I am not saying that what I'm proposing can be achieved tomorrow. And I am happy to point to ways that what I am talking about might be acheivable (indeed, I have already done this -- I've not offered a complete story, of course). But I suppose I'm not quite clear on what you think is so impossible about what I'm proposing. Unless I'm misunderstanding you, you haven't explained this, beyond saying that it's a big jump from where we are now -- which I don't deny. Again, there's nothing fundamental to our nature as human beings that means we have to send chickens to slaughterhouses. We could relate to animals differently, if that's what we collectively chose to do.

No, preferences are not implied by my talk of interests and welfare. We can talk about welfare/interests without talking about preferences -- or, we can on many theories of welfare. Perhaps you're drawn to a preference-satisfaction theory of welfare, according to which welfare and preferences are inherently linked. But that's not the only theory of welfare.
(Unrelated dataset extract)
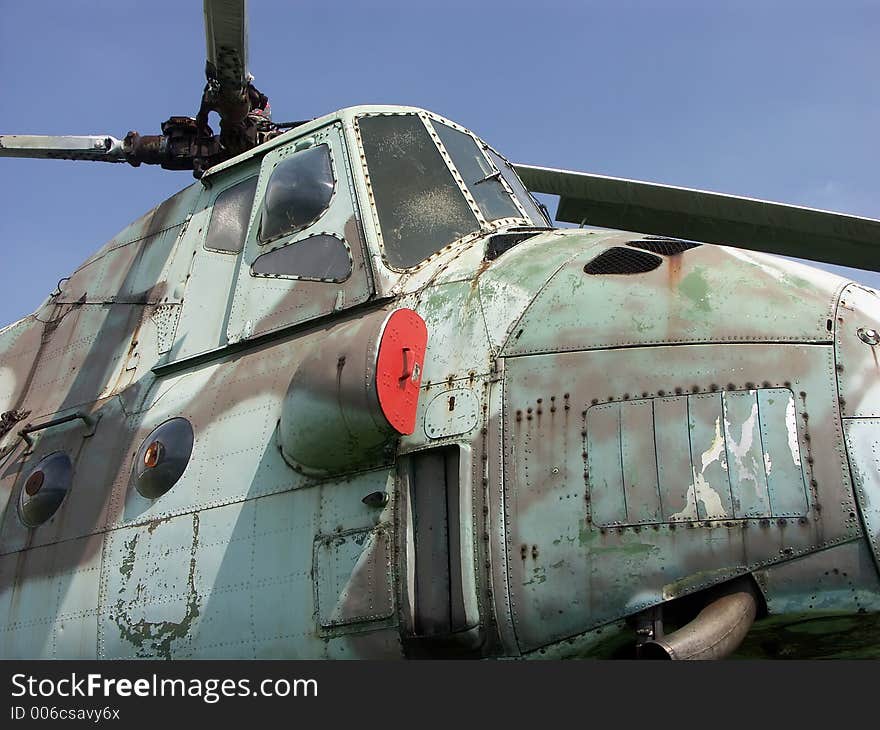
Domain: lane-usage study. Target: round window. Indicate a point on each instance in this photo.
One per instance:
(44, 488)
(162, 458)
I'm not committed to a preference-based account of welfare, though I am open to it.

On democracy: Ok, so we are in agreement that my use of contested concepts doesn't undermine my argument. We agree that we can build political principles (indeed, whole political systems) on ideas that are contested and not fully clear. But now your worry is that I'm arguing for a paradigm shift based on something the very existence of which is contested. That's correct. But that's no different to arguing for a political system based on human rights. After all, lots of people -- including perfectly decent people with coherent, defensible moral and political theories -- reject the idea of human rights.